Association between incomplete surgical ligation of left atrial appendage and stroke and systemic embolization.

Autor: Aryana A; Regional Cardiology Associates, Sacramento, California; Dignity Health Heart and Vascular Institute, Sacramento, California. Electronic address: aaryana@rcamd.com., Singh SK; Department of Cardiothoracic Surgery, CHI Baylor St. Luke's Medical Center, Texas Heart Institute, Houston, Texas., Singh SM; Sunnybrook Health Sciences Centre, University of Toronto, Toronto, Ontario, Canada., O'Neill PG; Regional Cardiology Associates, Sacramento, California; Dignity Health Heart and Vascular Institute, Sacramento, California., Bowers MR; Regional Cardiology Associates, Sacramento, California; Dignity Health Heart and Vascular Institute, Sacramento, California., Allen SL; Regional Cardiology Associates, Sacramento, California., Lewandowski SL; Regional Cardiology Associates, Sacramento, California., Vierra EC; Regional Cardiology Associates, Sacramento, California., d'Avila A; Instituto de Pesquisa em Arritmia Cardiaca, Hospital Cardiologico-Florianopolis, Florianopolis, Santa Catarina, Brazil.
Jazyk: angličtina
Zdroj: Heart rhythm [Heart Rhythm] 2015 Jul; Vol. 12 (7), pp. 1431-7. Date of Electronic Publication: 2015 May 18.

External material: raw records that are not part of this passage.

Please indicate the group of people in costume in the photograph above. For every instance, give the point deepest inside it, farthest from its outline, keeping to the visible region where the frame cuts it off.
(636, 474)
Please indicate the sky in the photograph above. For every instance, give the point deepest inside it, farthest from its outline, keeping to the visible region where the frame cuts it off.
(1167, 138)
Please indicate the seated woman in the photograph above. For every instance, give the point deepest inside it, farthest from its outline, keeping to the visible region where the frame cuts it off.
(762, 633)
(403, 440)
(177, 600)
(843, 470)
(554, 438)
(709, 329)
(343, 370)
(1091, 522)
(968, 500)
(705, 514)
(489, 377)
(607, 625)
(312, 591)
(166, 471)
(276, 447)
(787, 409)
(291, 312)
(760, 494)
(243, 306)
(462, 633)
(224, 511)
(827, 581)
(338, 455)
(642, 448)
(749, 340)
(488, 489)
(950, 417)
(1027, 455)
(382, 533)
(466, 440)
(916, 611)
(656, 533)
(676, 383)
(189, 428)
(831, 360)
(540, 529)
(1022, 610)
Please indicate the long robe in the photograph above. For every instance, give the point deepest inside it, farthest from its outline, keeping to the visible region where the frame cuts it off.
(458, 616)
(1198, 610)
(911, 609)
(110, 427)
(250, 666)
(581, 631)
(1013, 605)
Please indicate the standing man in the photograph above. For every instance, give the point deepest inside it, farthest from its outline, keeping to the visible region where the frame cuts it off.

DOI: 10.1016/j.hrthm.2015.03.028
Abstrakt: Background: Surgical exclusion of the left atrial appendage (LAA) can frequently yield incomplete closure.
Objective: We evaluated the ischemic stroke/systemic embolization (SSE) risk in patients with atrial fibrillation (AF) and complete LAA closure (cLAA) vs incompletely surgically ligated LAA (ISLL) and LAA stump after surgical suture ligation.
Methods: Seventy-two patients (CHA2DS2-VASc score 4.1 ± 1.9) underwent surgical LAA ligation in conjunction with mitral valve/AF surgery and postoperative LAA evaluation using computerized tomographic angiography.
Results: Overall, cLAA was detected in 46 of 72 patients (64%), ISLL in 17 patients (24%), and LAA stump in 9 patients (12%). The incidences of oral anticoagulation (OAC) and recurrent AF were similar among the 3 groups during 44 ± 19 months of follow-up. SSE occurred in 2% of patients with cLAA vs 24% with ISLL and 0% with LAA stump (P = .006). None of the patients with SSE were receiving OAC, and all had recurrent AF during follow-up. Additionally, patients with SSE exhibited a significantly smaller ISLL neck diameter (2.8 ± 1.0 vs 7.1 ± 2.1 mm; P = .002). The annualized SSE risk was 1.9% (entire cohort), 6.5% (ISLL patients), 14.4% (ISLL patients not receiving OAC), and 19.0% (ISLL neck diameter ≤5.0 mm) per 100 patient-years of follow-up. The latter risk was nearly 5 times greater than predicted by conventional risk-stratification schemes. Moreover, ISLL emerged as an independent predictor of SSE in univariate analyses and as the sole predictor of SSE in a multivariate analysis.
Conclusion: In patients with AF, ISLL is a predictor of SSE, independent of conventional risk stratification schemes. Consequently, OAC should be strongly considered in this high-risk cohort.